Про себя, однако, он твердо знал, что великие никогда не возвращаются. Про себя он знал, что Армен навсегда ушел к своим — Эфросу, Гончарову, Захарову, это была его компания, там его лучше понимали. Про себя он твердо знал, что эра Армена заканчивается так же, как закончилась эра Смоктуновского, Ефремова, Табакова. Про себя он был уверен, что, еще будучи живым, Джигарханян стал навсегда незабываем, зацепился за вечность.

Знал об этом только он, никому ни о чем подобном не говорил, хотя подозревал, что и Саустин, и Слепиков тоже об этом догадываются.

157

Он, однако, не знал, что еще будучи живым, Армен практически отрекся от театра. Так, во всяком случае казалось самому Армену, он себя в этом убедил. Когда Татьяна ненароком цепляла в разговоре театр, он разговор пресекал.

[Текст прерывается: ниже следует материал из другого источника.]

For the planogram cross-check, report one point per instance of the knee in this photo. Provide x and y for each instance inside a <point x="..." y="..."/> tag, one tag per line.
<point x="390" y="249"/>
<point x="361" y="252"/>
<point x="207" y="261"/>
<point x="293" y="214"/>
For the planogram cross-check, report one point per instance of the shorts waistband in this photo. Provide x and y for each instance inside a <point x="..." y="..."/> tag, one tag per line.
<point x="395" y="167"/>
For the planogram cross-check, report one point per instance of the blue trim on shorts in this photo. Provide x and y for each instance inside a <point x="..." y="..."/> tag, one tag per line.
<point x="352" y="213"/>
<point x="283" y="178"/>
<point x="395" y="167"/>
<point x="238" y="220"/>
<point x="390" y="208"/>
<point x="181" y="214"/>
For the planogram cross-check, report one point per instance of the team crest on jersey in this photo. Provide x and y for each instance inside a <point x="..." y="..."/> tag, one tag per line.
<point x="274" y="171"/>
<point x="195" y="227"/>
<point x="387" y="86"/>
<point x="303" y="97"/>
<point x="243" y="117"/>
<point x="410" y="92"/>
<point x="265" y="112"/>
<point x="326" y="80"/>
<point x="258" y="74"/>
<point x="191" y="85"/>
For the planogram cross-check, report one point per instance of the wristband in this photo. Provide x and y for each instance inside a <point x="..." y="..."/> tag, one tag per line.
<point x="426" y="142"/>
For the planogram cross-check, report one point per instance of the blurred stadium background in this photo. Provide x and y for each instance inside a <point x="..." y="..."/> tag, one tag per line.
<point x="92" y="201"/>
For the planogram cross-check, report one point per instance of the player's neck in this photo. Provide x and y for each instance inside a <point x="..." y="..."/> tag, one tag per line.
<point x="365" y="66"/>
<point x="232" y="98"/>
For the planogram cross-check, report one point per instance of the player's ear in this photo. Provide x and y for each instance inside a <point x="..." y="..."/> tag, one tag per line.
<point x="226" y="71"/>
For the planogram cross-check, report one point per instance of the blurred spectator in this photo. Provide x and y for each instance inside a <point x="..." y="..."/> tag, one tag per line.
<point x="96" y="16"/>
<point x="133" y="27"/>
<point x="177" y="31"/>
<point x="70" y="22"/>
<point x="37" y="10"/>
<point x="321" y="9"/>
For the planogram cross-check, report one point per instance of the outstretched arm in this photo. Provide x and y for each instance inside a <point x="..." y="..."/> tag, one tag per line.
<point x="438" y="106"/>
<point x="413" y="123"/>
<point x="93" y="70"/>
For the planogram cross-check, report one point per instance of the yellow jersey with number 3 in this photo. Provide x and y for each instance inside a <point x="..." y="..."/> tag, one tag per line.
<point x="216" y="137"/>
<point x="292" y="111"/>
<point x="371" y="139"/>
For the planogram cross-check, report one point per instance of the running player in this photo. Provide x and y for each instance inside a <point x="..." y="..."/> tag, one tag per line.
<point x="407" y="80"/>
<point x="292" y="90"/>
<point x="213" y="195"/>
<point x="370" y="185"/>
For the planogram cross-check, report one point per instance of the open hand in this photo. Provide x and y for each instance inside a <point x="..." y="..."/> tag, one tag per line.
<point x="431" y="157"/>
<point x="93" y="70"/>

— Не надо, — говорил он. — О кошках давай поговорим, о море, о долме, о музыке — нет, о музыке тоже не надо. Давай помолчим.

Отворачивался и подолгу молчал, о том, что происходило в его мудрой печальной голове можно было только догадываться.

Она всегда считала, что театр единственно серьезная вещь, что держит Армена на земле, и то, что происходило с ним сейчас, стало для нее открытием. Значит, она ошибалась, театр реально ему опротивел, решила она и тему театра исключила вовсе.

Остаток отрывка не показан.